Let's make Kim-Dilla!
- For an 8 inch tortilla, measure 1.5 cup of shredded cheese per one quesadilla. My basic recipe will make 2 quesadillas. Have the cheese and kimchi ready next to your stove.
- Heat a 10 inch or bigger nonstick frying pan on medium heat.
- Put a piece of tortilla on the pan. Add 1.5 cup of shredded cheese and spread it out. Then sprinkle about 2 Tbs of cooked kimchi evenly on the cheese.
- Cover the top with another piece of tortilla. Press it down with a spatula.
- Cook the Quesadilla for a total of 6-7 minutes on medium low heat. Turn it over a couple times to make sure it's browned evenly on both sides. When the cheese is fully melted, you will notice the middle area bubble up a bit and cheese oozing out. This is when you are done.
- Eat it right away so you can enjoy the ooey gooey cheese while it's hot!!
Equipment
- non-stick frying pan
Tips & Notes:
- Basic recipe makes 2 round 8 inch quesadillas and I considered 1/2 of a full quesadilla as 1 serving. Does not include nutrition facts for toppings.
- There are Low-Carb tortillas these days in addition to gluten free so you can try that if you want to reduce carbs.

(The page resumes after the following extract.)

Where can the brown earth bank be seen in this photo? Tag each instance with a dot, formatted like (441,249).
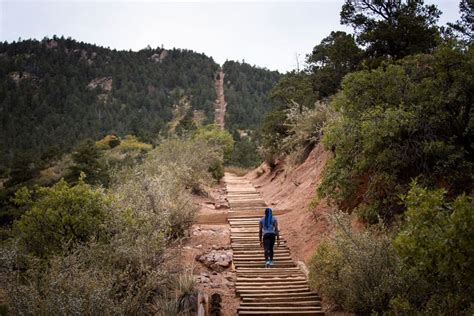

- Add cooked chicken for added protein
mariah says
SOOOO good! I cleaned out the fridge today and found a small jar of OLD kimchi. I remembered your FB post! I didn’t have the exact same ingredients as you, but the combo of kimchi + cheese + tortilla is AMAZING. Thanks! Your post & recipe stuck in my head. I will be making this often. … I used queso fresco because that’s all I had left over. Yummm. I’ll try the shredded mix next time.
JinJoo says
Hi Mariah, YAY!!! I’m so happy to hear that!! I’m sure queso fresco is just as good if not maybe even better – I didn’t want to use queso fresco in case some people may have a hard time getting it. Thank you so much!!
Sam says
I searched for a kimchi quesadilla recipe and glad I found yours. So good even though I didn’t have any gochujang.
JinJoo says
Fantastic!! Yes, gochujang can be left out. So happy to hear that it came out well for you.
Amy says
This was delicious! Thank you so much for sharing.
JinJoo says
I am very happy to thear that!! Thank you so much!
MJ says
I showed my daughter and she asked, “Can we put bacon in it?” Why yes…yes, we can.
JinJoo says
Of course!! Bacon goes wonderfully well with kimchi!! I like to have it with just rice and kimchi. Enjoy!
Ruru says
I love your recipes. I bought thinking a lot of doenjang thinking it was chunjang. I even promised my friend I’ll cook jjajjangmen for them. Help me. And in my country there I can’t find chunjang.
JinJoo says
HI Ruru, so I think you are saying you can’t buy chunjang where you live but you still want to make Jjajangmyeon? I’m so sorry but there’s really way to make it without chunjang. Maybe you can try to buy it online with international shipping? Good luck!